The general will works like this. Say there is a town that needs to build a road. The town can only afford to build a certain number of miles of road at this point. They figure out that the best way to do it now is to have a main road that fits the most people. One citizen objects and says that they are going to have to pay the same amount of taxes for the road despite them not being able to use it since they live far away. The people see his complaint and they give him so options to accomade his valid concern. They can make it such that the people who benefit off the road are going to be be the ones who pay the larger share of taxes and/or they can put in a plan to make sure that once they pay off that road they will then move out to the homes that are farther away.
This method stops people from being angry and feel like they have been not treated equally. This can still go wrong in a sense though. The person who lives far away may refuse to be swayed by reason. It is in the power of the general will to move forward without this person if they do not want to find some sort of solution.
America has its own political history with this as well. There seemed to be an issue with the fact that certain states that have more people would have an unequal power in the US congress. One side, the Virginia plan, proposed that the number of representatives in the legislative branch would be proportional to the state’s popualtion. The other side, the Connecticut plan, proposed an equal amount for each state regardless of population. The compromise came to be why we have two chambers of the legislative branch. The House is what came to be of the Virginia plan and the Senate the Connecticut plan.
The virtuous mean, the general will, and the great compromise show us that solving disagreements takes more nuance than just finding the center.
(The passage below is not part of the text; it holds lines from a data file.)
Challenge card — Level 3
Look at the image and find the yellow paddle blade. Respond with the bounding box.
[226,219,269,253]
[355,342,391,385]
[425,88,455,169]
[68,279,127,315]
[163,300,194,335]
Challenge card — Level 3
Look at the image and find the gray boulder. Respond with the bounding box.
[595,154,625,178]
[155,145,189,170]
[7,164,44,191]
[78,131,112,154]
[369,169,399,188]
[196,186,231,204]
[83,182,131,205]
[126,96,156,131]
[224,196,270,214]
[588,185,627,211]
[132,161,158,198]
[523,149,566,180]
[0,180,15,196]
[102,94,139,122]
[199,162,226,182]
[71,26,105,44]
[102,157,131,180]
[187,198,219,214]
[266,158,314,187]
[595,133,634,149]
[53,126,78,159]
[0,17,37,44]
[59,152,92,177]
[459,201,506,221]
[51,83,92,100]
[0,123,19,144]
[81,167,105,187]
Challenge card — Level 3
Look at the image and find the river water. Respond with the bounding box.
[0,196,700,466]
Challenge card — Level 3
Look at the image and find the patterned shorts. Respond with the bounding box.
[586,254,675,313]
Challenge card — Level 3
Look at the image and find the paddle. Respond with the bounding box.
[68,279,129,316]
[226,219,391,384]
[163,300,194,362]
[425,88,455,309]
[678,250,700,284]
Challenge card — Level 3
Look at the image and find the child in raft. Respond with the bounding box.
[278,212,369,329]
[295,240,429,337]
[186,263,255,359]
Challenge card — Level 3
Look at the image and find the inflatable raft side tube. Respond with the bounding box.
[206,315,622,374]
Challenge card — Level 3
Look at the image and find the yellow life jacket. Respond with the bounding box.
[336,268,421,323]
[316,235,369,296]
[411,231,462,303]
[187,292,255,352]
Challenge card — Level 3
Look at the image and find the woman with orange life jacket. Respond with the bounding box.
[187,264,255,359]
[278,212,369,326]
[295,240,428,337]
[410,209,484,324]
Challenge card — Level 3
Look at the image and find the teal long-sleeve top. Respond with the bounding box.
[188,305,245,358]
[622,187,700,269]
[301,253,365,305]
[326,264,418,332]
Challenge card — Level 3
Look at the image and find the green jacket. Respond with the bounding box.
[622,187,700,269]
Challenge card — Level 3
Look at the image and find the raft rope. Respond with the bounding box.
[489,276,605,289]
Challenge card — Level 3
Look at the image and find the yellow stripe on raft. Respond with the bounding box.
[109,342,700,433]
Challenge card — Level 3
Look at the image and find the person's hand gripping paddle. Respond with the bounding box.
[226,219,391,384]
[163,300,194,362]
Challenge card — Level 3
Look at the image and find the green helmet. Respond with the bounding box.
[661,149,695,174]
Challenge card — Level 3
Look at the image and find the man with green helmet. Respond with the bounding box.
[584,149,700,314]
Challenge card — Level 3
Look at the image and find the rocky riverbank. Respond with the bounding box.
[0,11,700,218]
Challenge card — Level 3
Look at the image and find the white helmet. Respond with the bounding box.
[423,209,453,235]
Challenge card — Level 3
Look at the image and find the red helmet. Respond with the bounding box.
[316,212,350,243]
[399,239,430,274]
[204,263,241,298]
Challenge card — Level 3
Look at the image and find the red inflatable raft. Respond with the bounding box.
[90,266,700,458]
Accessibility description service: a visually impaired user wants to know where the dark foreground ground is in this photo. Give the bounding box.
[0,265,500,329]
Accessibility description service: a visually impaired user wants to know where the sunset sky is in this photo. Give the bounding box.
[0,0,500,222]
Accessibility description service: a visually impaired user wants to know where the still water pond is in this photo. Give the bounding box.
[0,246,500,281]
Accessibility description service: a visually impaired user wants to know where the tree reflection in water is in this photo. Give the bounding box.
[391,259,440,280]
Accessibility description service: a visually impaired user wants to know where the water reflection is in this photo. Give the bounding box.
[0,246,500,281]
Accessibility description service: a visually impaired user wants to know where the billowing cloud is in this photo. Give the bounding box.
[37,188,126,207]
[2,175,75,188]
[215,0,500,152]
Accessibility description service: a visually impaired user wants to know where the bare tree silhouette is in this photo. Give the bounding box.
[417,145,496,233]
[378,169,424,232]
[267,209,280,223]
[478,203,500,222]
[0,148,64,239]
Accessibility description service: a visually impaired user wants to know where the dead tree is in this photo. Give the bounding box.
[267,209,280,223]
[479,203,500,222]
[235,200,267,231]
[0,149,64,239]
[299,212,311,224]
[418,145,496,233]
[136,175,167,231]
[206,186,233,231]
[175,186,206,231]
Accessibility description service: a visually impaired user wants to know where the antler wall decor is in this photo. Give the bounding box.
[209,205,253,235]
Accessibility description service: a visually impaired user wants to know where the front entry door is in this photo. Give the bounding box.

This nuance is what is missing in a lot of political issues in the United States. These cheap arguments keep working over and over and have infected our political minds because people think most of the problems in this country are on some 1-dimensional scalar of left to right. We can raise taxes or lower them. We can increase funding for gov programs or lower them. We can find a middle ground for abortion. We can find a middle ground for climate change that accomodates the businesses and the planet. The more you hash out these arguments, you just realize that the middle ground sometimes does not exist or is incoherent, or even worse it defeats the purpose of solving the problem entirely.